Sciences dures

Sciences dures est une expression populaire désignant dans un même ensemble les sciences de la nature et les sciences formelles. Elle est cependant sensiblement plus problématique que cette dernière expression, en particulier du fait de son caractère normatif. Elle peut être perçue comme implicitement dévalorisante :

  • à l'endroit des sciences humaines et des sciences sociales (parfois appelées « sciences molles » ou, moins connoté négativement, « sciences douces ») ;
  • à l'encontre des sciences exactes, qu'elle fait paraître comme inhumaines et rigides.

Histoire de l'expression

Selon Philippe Cibois, secrétaire général de l’Association Française de Sociologie[1] :

« L'opposition entre sciences humaines et sociales et sciences du monde naturel a un fondement épistémologique mais l'opposition science dure/science molle, dans sa terminologie, est récente et est contemporaine de l'arrivée de l'informatique où on s'est rendu compte que les machines, appelées « la quincaillerie » en anglais, le « hardware », avait besoin de quelque chose de beaucoup plus subtil pour fonctionner, la programmation. Par opposition à hard dans hardware (étymologiquement en anglais, « articles en dur »), s'est composé le néologisme software pour désigner les programmes. Le français a fait de même en inventant l'opposition matériel/logiciel qui s'est bien adaptée. De l'informatique, l'opposition hard/soft, matériel (relevant de la physique)/logiciel (relevant des applications de la science informatique elle-même) est passée aux disciplines elles-mêmes opposant la « hard science » qui concerne la physique et les sciences de la matière à la « soft science » qui touche la linguistique, l'algorithmique, la logique.
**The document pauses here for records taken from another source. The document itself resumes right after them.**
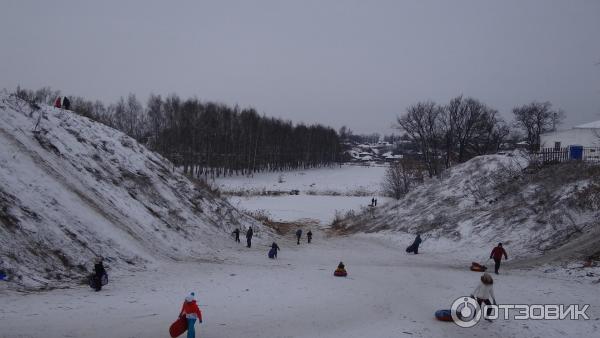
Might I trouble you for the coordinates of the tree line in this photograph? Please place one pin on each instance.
(208, 138)
(465, 127)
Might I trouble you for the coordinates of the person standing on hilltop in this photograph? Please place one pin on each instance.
(249, 234)
(496, 254)
(66, 103)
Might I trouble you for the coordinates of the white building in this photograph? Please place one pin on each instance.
(587, 135)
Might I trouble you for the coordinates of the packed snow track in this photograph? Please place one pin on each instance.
(388, 293)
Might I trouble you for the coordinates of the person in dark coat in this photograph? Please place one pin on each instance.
(249, 234)
(236, 232)
(496, 254)
(66, 103)
(415, 246)
(99, 272)
(273, 251)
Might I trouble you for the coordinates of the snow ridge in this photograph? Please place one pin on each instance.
(492, 199)
(72, 189)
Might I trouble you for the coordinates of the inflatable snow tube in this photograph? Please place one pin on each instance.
(478, 267)
(340, 273)
(443, 315)
(92, 277)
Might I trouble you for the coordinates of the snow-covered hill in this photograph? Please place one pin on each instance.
(489, 199)
(72, 189)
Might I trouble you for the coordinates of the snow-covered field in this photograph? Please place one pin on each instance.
(387, 294)
(344, 180)
(323, 192)
(303, 207)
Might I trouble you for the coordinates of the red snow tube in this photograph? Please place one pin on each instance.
(443, 315)
(478, 267)
(178, 327)
(340, 273)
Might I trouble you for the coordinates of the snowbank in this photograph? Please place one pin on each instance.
(72, 189)
(492, 199)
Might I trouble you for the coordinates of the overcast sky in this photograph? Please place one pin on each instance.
(354, 63)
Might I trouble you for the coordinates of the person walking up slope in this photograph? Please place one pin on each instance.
(484, 293)
(191, 312)
(273, 251)
(236, 232)
(496, 254)
(99, 273)
(415, 246)
(249, 234)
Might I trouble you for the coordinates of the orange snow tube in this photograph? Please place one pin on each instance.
(478, 267)
(340, 273)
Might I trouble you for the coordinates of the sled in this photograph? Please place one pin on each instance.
(340, 273)
(178, 327)
(478, 267)
(91, 283)
(443, 315)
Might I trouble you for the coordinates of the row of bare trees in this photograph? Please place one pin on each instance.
(458, 131)
(207, 138)
(453, 133)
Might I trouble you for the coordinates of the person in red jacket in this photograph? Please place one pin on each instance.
(191, 312)
(496, 254)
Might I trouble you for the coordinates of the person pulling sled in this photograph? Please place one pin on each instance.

Il est à noter que les sciences de la vie ne sont pas prises en compte par cette opposition et que l'usage courant actuel est, chez certains membres des sciences de la matière, d'appeler soft tout ce qui ne résiste pas autant à l'expérimentation que la matière, ce qui en vient à désigner toutes les sciences humaines et sociales, ce que les économistes contestent évidemment pour leur compte. »

Selon Thierry Rogel, professeur agrégé de sciences économiques et sociales[2] : « Cette dichotomie est à la fois portée par les débats sur les deux sciences, les définitions vulgarisatrices de ce « qu'est ou devrait être » la science ainsi que la partition institutionnelle et culturelle de l'Éducation Nationale pour laquelle la filière scientifique est uniquement celle qui correspond aux sciences dures »

Selon Léna Soler, « L’opposition sciences dures/sciences molles n’est pas à placer sur le même plan que [les autres classifications des sciences], dans la mesure où elle repose essentiellement sur un jugement de valeur : parler de sciences « molles » est évidemment péjoratif [...]. L’opposition sciences dures/sciences molles coïncide globalement avec l’opposition entre d’un côté sciences de la nature et sciences formelles, de l’autre sciences humaines et sociales »[3].

Dans le no 661-662 de juin- de la revue Critique, intitulé Sciences dures ?, Françoise Balibar et Elie During, écrivent : « C’est un lieu commun tenace : les sciences seraient d'autant plus « dures » qu'elles seraient plus authentiquement des sciences. [...] L’opposition des sciences dures (physico-mathématiques) aux sciences humaines hérite de ces confusions et de ces préjugés. »

Toujours selon Léna Soler, l'expression « sciences dures » aurait donc une portée normative, par opposition aux « sciences molles »[4].

Selon Balibar et During, cette expression ferait apparaître les « sciences dures » comme autant de dogmes rigides : « Tout se passe comme si les sciences de la nature ne pouvaient être qu'« inhumaines » », écrivent-ils[5].

Notes et références

  1. « L’avenir de la recherche du point de vue des jeunes chercheurs », table ronde organisée par APIDOC et la confédération des jeunes chercheurs. Les SHS dans la recherche par Jean Ferrette
  2. Durcir les « sciences molles », mollir les « sciences dures » ?
  3. Léna Soler, Introduction à l’épistémologie, Paris, Ellipses, , 335 p. (ISBN 978-2-7298-4260-4), p. 24.
  4. Transformer l’idée de science et l’idéologie liée à la science ? par Léna Soler.
  5. revue Critique, Sciences dures ?.